Awesome, just how I wanted to spend the day. With a sigh, I yank open the door and step onto the steaming ground. “Cade.”

He ignores me, his eyes shifting to Peyton. “She looks good up there, doesn’t she?”

“She does,” I agree, feeling my muscles tense. His stupid cowboy hat shades his eyes and I can’t get a read on him. What’s his angle now? Feigning aloofness, I lean back against my door. “I reckon she’ll be at full speed in no time.”

Internally, I shake my head. Reckon? Apparently, country is contagious.

Cade’s eyes cut to me. “That’s on you.”

My head rears back in confusion and I try to remember what we were even talking about. “Huh?”

“Her riding,” he explains with a nod that tips his hat. I’m trapped in a damn western. “You helped her when I couldn’t. She’s up there on that horse because of you.”

I’m too shocked to respond. In fact, my thoughts race as I search for possible motives or hidden meanings behind his words, but I find none. Cade’s face is resigned and almost even friendly. The muscles in my shoulders relax a fraction.

“I was here the day she fell,” he says, gently kicking my rear tire with his boot. He turns and rests his back against the frame. “We were damn lucky that it was only a wrist fracture. But I’d never seen Peyton so devastated.” His throat strains with a swallow. “About a year later, I asked her why she pushed so hard that day. Why she went against what her therapists told her and rode Oakley.”

I don’t like where this is going. Warning signs are blaring but I ask anyway, “And what did she say?”

Cade looks at me. “That you two had broken up.” He lifts an eyebrow. “I hadn’t even known you were together.”

I scrub a hand over my face as my world crashes to a halt. “No one did,” I manage to croak. “Faith knew, but…”

“That girl knows everything,” he finishes for me, and I nod once, feeling the bile rise up my throat.

God, I’m a schmuck.

It doesn’t take a genius to put the pieces together. Peyton fell and broke her wrist the same day I broke her heart.
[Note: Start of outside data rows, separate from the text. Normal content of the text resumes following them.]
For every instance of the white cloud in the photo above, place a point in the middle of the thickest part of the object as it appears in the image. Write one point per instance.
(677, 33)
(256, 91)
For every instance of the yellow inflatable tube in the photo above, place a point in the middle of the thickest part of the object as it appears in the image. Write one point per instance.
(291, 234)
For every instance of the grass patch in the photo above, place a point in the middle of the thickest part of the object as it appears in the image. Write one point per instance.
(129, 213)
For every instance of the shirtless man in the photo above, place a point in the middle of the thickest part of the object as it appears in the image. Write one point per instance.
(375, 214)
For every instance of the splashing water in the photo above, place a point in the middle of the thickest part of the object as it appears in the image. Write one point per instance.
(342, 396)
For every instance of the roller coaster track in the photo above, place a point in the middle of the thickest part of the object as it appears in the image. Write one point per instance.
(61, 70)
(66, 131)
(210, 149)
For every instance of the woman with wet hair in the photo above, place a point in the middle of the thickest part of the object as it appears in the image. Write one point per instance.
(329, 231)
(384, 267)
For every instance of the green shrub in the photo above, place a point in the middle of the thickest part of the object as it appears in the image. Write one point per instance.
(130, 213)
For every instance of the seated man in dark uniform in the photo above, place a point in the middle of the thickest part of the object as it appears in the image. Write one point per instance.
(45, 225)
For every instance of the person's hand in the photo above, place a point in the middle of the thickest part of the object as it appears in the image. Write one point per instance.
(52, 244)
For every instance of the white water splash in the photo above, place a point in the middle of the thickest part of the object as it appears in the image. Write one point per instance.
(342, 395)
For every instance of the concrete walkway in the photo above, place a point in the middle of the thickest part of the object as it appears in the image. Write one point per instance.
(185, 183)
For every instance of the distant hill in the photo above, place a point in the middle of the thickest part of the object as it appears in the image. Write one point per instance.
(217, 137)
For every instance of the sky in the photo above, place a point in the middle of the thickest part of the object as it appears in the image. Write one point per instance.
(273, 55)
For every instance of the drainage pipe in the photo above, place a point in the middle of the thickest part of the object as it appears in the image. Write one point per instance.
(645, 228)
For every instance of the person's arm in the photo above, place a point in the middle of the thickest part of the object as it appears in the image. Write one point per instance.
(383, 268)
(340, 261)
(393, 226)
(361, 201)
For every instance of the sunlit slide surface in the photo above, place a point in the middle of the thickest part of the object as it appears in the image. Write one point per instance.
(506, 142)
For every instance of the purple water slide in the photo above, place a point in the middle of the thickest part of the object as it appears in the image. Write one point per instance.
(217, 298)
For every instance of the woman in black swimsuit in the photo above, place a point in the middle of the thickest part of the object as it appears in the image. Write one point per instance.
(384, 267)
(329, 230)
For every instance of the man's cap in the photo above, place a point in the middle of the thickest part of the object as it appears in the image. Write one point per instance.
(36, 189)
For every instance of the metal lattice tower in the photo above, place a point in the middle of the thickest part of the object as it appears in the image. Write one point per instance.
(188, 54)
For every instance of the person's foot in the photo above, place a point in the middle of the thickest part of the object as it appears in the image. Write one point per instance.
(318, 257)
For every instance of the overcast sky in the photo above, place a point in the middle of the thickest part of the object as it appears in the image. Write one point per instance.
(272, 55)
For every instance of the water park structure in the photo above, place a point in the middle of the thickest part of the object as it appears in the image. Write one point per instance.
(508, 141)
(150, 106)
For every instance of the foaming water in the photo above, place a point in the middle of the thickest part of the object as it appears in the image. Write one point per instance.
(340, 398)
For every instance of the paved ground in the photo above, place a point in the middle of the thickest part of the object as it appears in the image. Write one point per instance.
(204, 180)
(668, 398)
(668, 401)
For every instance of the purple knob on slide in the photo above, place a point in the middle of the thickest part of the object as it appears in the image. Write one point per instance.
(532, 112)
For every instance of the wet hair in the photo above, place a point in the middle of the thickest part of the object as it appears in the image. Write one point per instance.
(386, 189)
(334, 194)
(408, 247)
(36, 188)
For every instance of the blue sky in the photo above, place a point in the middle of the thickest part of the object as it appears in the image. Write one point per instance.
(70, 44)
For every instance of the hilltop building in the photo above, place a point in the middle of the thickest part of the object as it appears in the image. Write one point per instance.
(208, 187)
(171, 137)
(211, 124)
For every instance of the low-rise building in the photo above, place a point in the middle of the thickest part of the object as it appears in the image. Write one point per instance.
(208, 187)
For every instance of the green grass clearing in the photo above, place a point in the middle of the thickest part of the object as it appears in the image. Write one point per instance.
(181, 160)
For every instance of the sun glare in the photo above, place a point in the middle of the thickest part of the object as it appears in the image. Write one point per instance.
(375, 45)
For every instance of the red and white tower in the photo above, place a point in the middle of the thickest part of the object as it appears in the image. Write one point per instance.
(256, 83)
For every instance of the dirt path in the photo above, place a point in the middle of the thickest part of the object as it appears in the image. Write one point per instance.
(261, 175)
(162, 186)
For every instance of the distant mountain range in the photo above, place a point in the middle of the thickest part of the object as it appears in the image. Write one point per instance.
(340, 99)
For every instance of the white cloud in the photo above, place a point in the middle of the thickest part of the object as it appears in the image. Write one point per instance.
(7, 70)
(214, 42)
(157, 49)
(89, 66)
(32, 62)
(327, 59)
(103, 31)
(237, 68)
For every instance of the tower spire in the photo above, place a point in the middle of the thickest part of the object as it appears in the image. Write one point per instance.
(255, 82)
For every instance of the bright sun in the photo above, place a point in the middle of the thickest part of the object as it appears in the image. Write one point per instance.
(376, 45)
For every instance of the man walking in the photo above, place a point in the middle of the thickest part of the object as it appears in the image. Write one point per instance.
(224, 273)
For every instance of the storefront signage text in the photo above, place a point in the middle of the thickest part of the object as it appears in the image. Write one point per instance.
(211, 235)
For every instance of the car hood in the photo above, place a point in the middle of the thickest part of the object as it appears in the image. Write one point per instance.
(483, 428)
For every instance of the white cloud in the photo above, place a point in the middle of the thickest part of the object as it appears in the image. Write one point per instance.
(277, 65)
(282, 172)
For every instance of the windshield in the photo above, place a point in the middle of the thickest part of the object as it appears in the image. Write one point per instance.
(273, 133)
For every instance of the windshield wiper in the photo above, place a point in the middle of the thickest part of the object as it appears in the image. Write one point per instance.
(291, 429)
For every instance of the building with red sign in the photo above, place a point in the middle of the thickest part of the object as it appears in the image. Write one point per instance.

It was almost poetic in its utter shittiness.

I bang my head against the window and Cade glances back at Peyton.

“It probably would’ve happened anyway,” he continues. “She’s always been a spitfire. Stubborn as hell. If y’all breaking up hadn’t pushed her, it would’ve been something else.”

“Maybe,” I admit. “But it wasn’t something else, was it?”

Cade turns, leaning his shoulder against the Jeep so he can face me. “Look, I’m not here to start anything or make you feel like shit. I just thought you deserved to know the full story. CC and I may not be together anymore, but I’ll never stop being her friend. I’ll never stop looking out for her.”

“What are you getting at, man?”

“I want to know what your plans are,” he tells me. “The draft is next week and I still don’t know where your head is. Are you going pro or are you headed to college? Do you want to be with Peyton or not? I know it’s none of my business, I get that, but the girl’s been through enough. For the last three years, she’s been locked in a shell, and I’d hoped to be the one to get her out. But it’s not me… it’s you. It’s always been you. Just look at that smile on her face.”

I follow his gaze to Peyton riding and, sure enough, her huge smile is back.